Grußworte des Gauvorstands

Gauvorstand Michael Hauser beglückwünschte die neu Gewählten in der Vorstandschaft und lobte die Werte der Einheimischen, was Brauchtum und Heimatliebe betrifft. Beeindruckt hat ihn nach eigenen Worten Pfarrer Herwig Hoffmann, der aus seiner Gegend Neumarkt St. Veit stammt. »Der hätte bei uns nie eine Tracht angezogen. Jetzt hat er sich eure Tracht gekauft und man spürt, mit wie viel Herzblut er dabei ist.«

Thomas Holm, Vorstand der Vereinigten Weihnachtsschützen, gratulierte der Vorstandschaft und beteuerte den Zusammenhalt zwischen Schützen und Trachtlern, »zwischen die kein Blatt Papier geht«.
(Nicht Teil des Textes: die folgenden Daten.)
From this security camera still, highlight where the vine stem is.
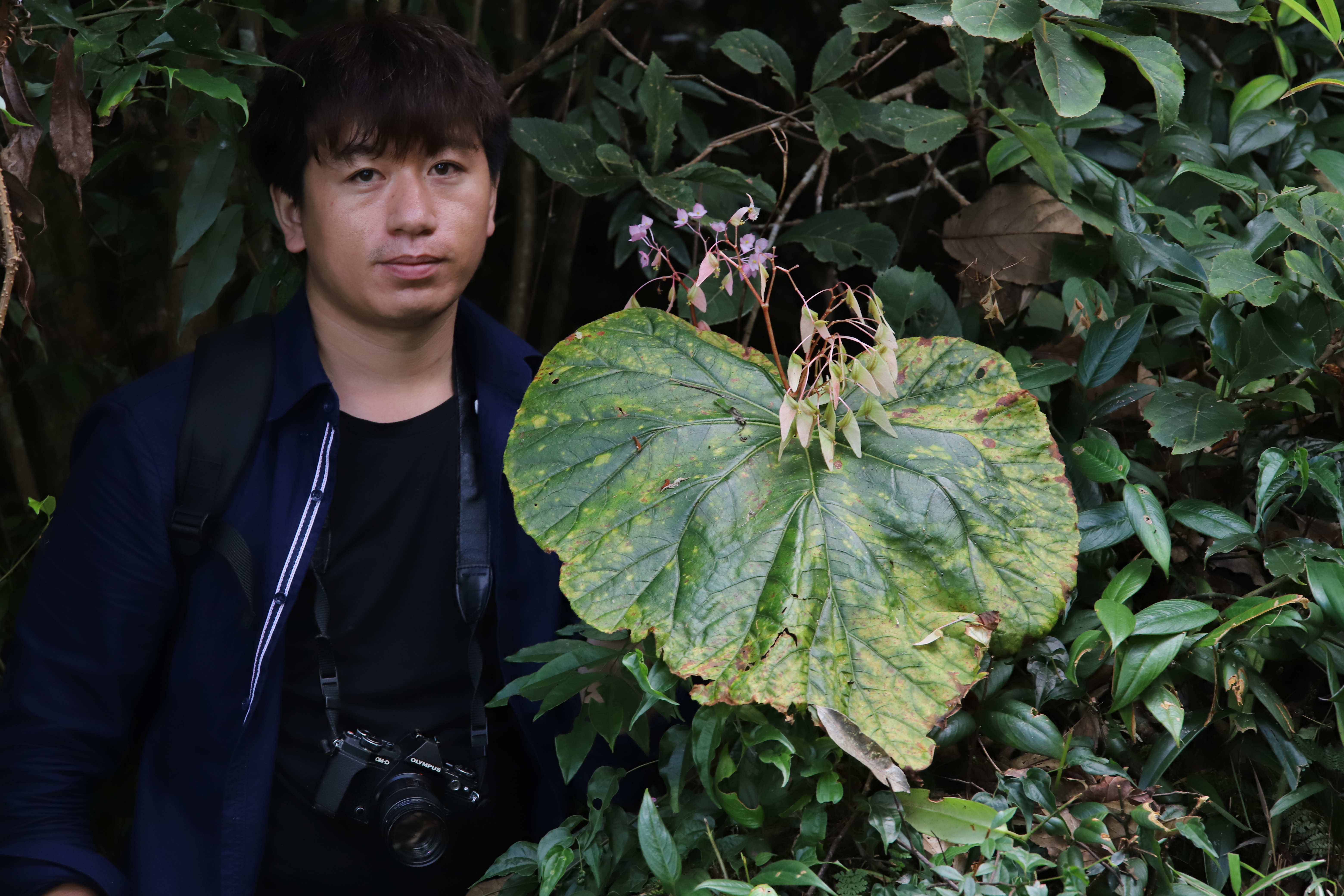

Das anschließende Trachtenkranzl hatte Richard Grüsser organisiert. Es wurden Plattler und Trachtentänze gezeigt. Der GTEV D'Untersberger-Stamm präsentierte den Schimmeltod, die Vereinigung die Sternpolka, die Watzmanner den Sterntanz, die Schellenberger einen Zwoa Steirer, die Edelweißer einen Walzer, die Achentaler das Mühlradl, die Funtenseer einen Zwoa Steirer, die Kehlstoaner einen Drei Steirer, die Almrauscher das Mühlradl und die Weißenstoaner den Inzeller. Die passende Musik zu den Tänzen und zur Unterhaltung spielten die »Karolina Böhmischen«.